As a result of constraining both the N-Cα-C bond angles and maximum angular displacement during a move, the acceptance statistics remain relatively high for segments sizes from 2 to 12 (Supplemental Figure 1D). For the PDZ domain test simulation, backbone only moves showed an average acceptance ratio of 29%, and rotamer only moves showed an acceptance ratio of 34% (data not shown). When combined with the much less accepted simultaneous rotamer/backbone moves, the overall acceptance ratio drops to 26% (weighted mean of all move types). Elimination of simultaneous rotamer/backbone moves would increase the overall acceptance rate to 30%.

Optimized Placement of Cβ and Hα Atoms

An important methodological consideration in a procedure that modulates Cα backbone bond angles is how the positions of the branching Cβ and hydrogen atoms are simultaneously varied. Placement of branching atoms means positioning of Cβ and Hα relative to the N, Cα, and C atoms. A number of angular bisecting heuristics can be applied to place those atoms in positions with acceptable geometries. In this work, to reduce bond angle strain, the branching atoms are placed in positions at the minimum of the force field bond angle potential, given the current N-Cα-C bond angle. Minimization after every Monte Carlo move would be computationally expensive. Fortunately, the minimized internal coordinates of those atoms follow a predictable pattern (Supplemental Figure 4). To enable fast updates of the position of a branching atom X, quadratic functions were fit that related a series of N-Cα-C backbone bond angles to the corresponding fully minimized branching atom internal coordinates, namely the C-N-Cα-X torsion offset from ϕ, and the N-Cα-X bond angle (Supplemental Table 2). These fits were very accurate even to highly unfavorable bond angle energies of 20 kcal/mol.

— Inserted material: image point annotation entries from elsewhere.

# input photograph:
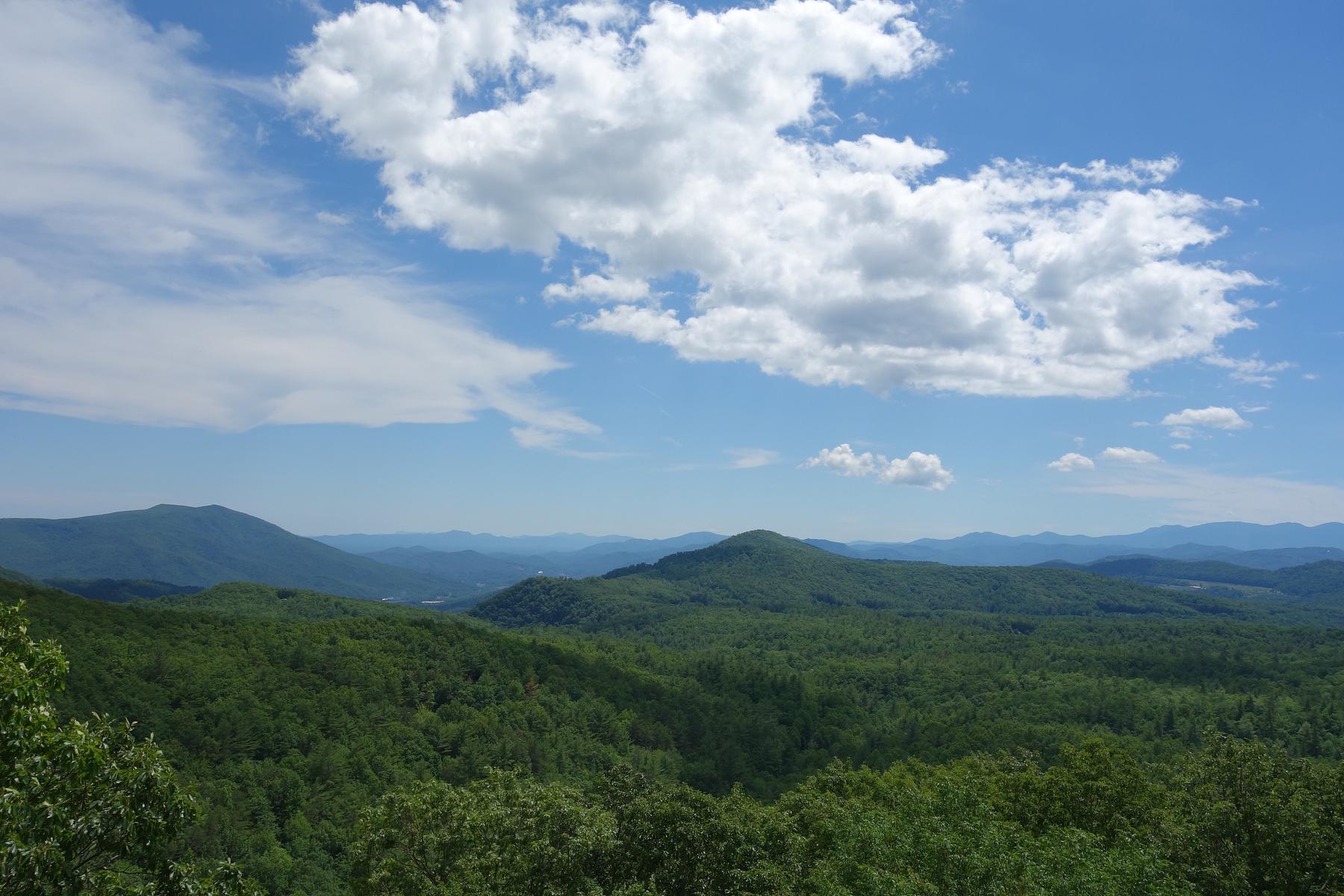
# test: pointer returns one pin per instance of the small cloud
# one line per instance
(598, 287)
(1129, 455)
(1214, 418)
(1073, 462)
(1250, 370)
(538, 437)
(920, 469)
(747, 458)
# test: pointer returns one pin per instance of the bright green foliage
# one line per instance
(915, 829)
(1250, 820)
(84, 806)
(1051, 715)
(502, 835)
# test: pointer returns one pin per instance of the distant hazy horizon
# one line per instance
(851, 270)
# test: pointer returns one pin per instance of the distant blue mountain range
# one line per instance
(205, 546)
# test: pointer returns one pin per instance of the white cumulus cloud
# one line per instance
(918, 469)
(1071, 462)
(1128, 455)
(1213, 418)
(147, 260)
(667, 141)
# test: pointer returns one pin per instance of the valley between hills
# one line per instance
(753, 714)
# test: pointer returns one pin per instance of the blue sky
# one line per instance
(604, 269)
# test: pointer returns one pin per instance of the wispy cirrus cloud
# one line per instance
(1195, 494)
(181, 281)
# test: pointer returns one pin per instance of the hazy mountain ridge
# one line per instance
(768, 571)
(203, 547)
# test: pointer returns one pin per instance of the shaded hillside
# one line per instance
(121, 590)
(202, 547)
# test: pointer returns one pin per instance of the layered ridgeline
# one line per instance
(488, 566)
(769, 573)
(1242, 543)
(757, 662)
(1323, 579)
(203, 547)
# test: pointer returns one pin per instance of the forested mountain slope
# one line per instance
(768, 571)
(1320, 579)
(292, 712)
(202, 547)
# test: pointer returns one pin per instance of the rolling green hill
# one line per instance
(1082, 729)
(203, 547)
(768, 571)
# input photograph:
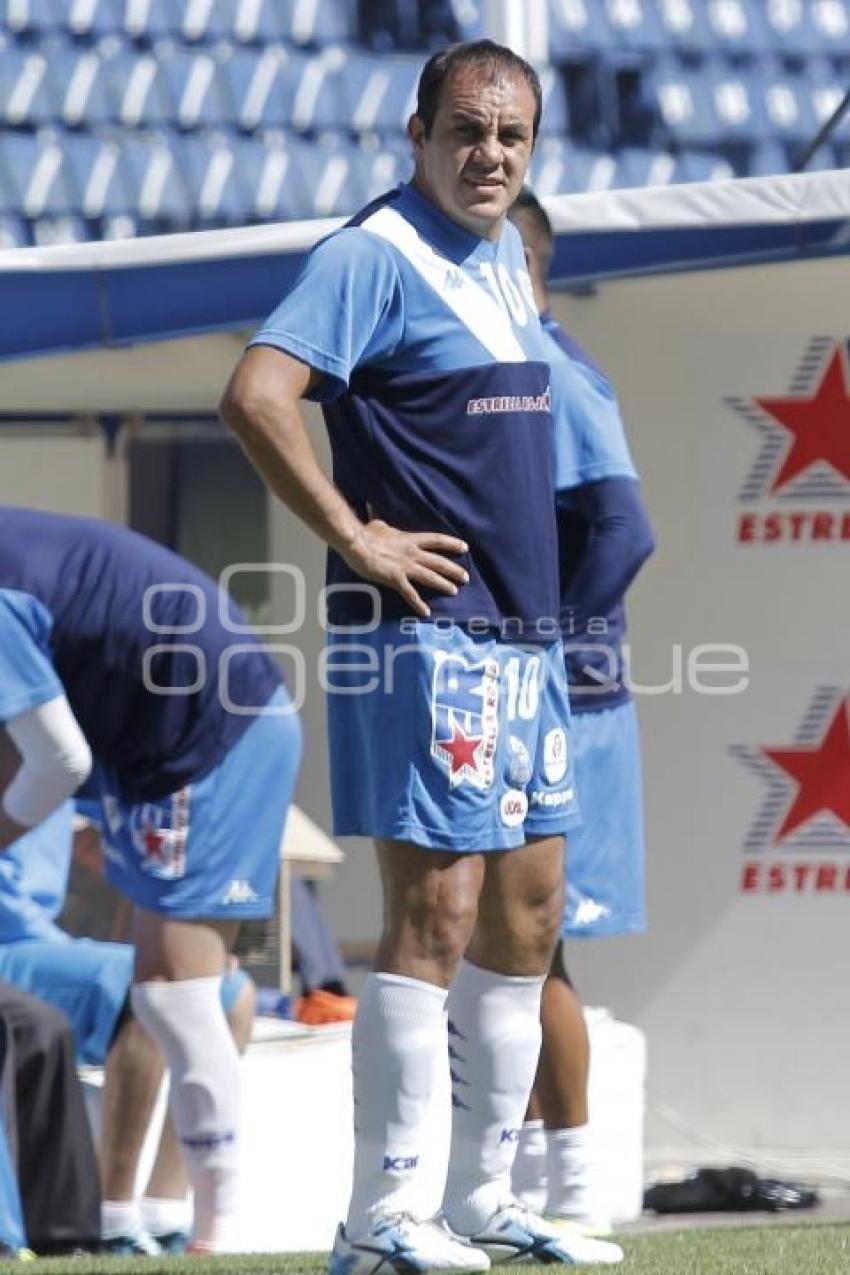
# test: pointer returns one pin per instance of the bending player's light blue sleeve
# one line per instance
(344, 311)
(27, 675)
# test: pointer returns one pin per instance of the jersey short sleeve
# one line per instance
(344, 311)
(27, 675)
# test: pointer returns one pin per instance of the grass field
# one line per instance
(811, 1250)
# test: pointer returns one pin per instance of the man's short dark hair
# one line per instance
(483, 55)
(528, 209)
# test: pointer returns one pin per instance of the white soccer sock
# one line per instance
(570, 1173)
(528, 1176)
(493, 1048)
(187, 1021)
(162, 1215)
(398, 1046)
(120, 1218)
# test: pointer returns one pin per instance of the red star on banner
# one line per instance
(822, 774)
(153, 842)
(461, 749)
(820, 425)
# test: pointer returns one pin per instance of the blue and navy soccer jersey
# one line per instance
(436, 395)
(107, 617)
(603, 532)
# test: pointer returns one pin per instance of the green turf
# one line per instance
(777, 1250)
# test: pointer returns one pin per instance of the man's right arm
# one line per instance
(261, 406)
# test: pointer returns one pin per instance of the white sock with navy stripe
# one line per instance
(398, 1047)
(493, 1048)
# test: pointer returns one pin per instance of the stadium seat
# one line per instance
(193, 88)
(260, 87)
(561, 168)
(136, 91)
(556, 109)
(641, 167)
(23, 88)
(370, 93)
(27, 18)
(577, 28)
(35, 175)
(809, 27)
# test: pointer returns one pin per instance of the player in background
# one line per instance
(603, 539)
(89, 981)
(417, 330)
(122, 659)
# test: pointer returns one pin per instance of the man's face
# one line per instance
(474, 162)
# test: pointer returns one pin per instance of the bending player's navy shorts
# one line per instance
(88, 982)
(605, 854)
(210, 849)
(449, 740)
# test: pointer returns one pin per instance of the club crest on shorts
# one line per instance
(464, 719)
(159, 830)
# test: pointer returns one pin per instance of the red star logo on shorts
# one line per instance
(153, 842)
(461, 749)
(822, 774)
(820, 425)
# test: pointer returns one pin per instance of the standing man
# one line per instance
(417, 330)
(603, 539)
(121, 658)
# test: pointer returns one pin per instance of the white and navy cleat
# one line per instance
(516, 1234)
(404, 1246)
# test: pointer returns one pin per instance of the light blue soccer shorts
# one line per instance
(88, 982)
(605, 854)
(449, 740)
(210, 849)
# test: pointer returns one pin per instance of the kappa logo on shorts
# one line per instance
(464, 719)
(159, 831)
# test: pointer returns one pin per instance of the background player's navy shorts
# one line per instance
(449, 740)
(88, 981)
(210, 849)
(605, 854)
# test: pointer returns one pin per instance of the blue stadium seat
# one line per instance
(27, 18)
(319, 22)
(635, 24)
(641, 167)
(698, 166)
(372, 93)
(93, 167)
(808, 27)
(556, 107)
(154, 188)
(77, 87)
(260, 88)
(684, 102)
(561, 168)
(36, 176)
(191, 83)
(788, 102)
(136, 91)
(577, 28)
(23, 88)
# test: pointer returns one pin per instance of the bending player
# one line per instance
(416, 328)
(603, 537)
(119, 655)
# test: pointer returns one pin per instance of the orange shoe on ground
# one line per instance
(321, 1006)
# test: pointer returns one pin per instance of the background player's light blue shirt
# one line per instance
(436, 395)
(27, 675)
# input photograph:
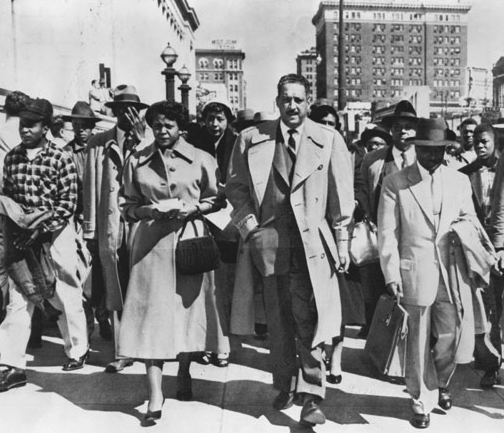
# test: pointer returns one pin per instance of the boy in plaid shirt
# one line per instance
(39, 175)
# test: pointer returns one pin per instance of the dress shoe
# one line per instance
(75, 364)
(284, 400)
(444, 401)
(118, 365)
(12, 377)
(153, 415)
(311, 414)
(184, 388)
(335, 379)
(420, 420)
(105, 330)
(489, 379)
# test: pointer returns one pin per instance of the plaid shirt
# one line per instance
(48, 182)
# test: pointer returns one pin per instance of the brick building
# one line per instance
(390, 45)
(219, 71)
(306, 65)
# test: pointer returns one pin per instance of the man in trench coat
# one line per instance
(105, 232)
(290, 183)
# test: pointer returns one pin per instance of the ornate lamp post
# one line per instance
(169, 57)
(184, 88)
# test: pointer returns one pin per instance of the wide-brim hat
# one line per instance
(244, 116)
(36, 110)
(376, 131)
(403, 110)
(125, 94)
(431, 132)
(81, 111)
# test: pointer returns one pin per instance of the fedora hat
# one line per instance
(376, 131)
(81, 110)
(403, 110)
(125, 94)
(431, 132)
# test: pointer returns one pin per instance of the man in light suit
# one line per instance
(290, 183)
(375, 167)
(417, 206)
(104, 230)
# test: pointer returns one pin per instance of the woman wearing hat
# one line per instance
(166, 314)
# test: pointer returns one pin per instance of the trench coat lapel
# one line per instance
(421, 192)
(309, 155)
(260, 159)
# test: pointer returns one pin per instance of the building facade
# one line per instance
(54, 49)
(306, 65)
(219, 71)
(391, 45)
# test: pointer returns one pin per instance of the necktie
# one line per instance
(291, 145)
(404, 162)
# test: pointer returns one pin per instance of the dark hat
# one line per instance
(37, 110)
(244, 116)
(125, 94)
(376, 131)
(431, 132)
(81, 110)
(403, 110)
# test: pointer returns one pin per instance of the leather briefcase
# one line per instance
(388, 328)
(363, 246)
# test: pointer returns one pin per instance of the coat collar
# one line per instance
(181, 147)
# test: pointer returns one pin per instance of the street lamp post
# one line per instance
(169, 57)
(184, 88)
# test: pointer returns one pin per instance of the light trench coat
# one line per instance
(165, 312)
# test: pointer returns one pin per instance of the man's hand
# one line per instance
(137, 124)
(25, 240)
(394, 289)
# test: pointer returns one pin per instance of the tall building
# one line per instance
(390, 45)
(54, 49)
(219, 71)
(306, 65)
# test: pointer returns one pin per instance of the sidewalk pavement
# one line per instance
(235, 399)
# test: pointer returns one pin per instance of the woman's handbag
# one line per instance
(198, 254)
(363, 246)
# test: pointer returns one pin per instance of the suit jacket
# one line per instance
(412, 250)
(321, 197)
(373, 164)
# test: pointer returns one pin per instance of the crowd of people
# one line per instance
(278, 197)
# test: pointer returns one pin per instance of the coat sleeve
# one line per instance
(238, 189)
(497, 214)
(89, 191)
(340, 193)
(389, 226)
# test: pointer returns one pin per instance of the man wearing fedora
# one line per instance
(105, 232)
(38, 175)
(417, 206)
(375, 167)
(83, 121)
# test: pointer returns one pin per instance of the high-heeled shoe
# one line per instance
(154, 414)
(184, 388)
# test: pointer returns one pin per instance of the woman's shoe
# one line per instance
(153, 415)
(334, 379)
(184, 388)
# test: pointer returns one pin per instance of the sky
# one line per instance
(273, 32)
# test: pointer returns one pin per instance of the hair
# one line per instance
(318, 112)
(57, 125)
(15, 102)
(485, 127)
(217, 108)
(293, 78)
(468, 121)
(172, 110)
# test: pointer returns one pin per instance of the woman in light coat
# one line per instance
(166, 314)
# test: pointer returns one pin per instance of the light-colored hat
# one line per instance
(125, 94)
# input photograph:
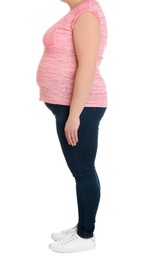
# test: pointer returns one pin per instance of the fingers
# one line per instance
(72, 138)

After every backrub move, the new branching atom positions are found using those quadratic fits. Subsequently, the coordinates of the side chain prior to the move are rotated about the Cα atom pivot point such that the old Cβ atom is collinear with the new Cα-Cβ axis. Finally, the whole side chain is rotated slightly about the Cα-Cβ axis to restore the χ1 angle to its original value.

Simulation of 3-Residue Backrubs (Test 1)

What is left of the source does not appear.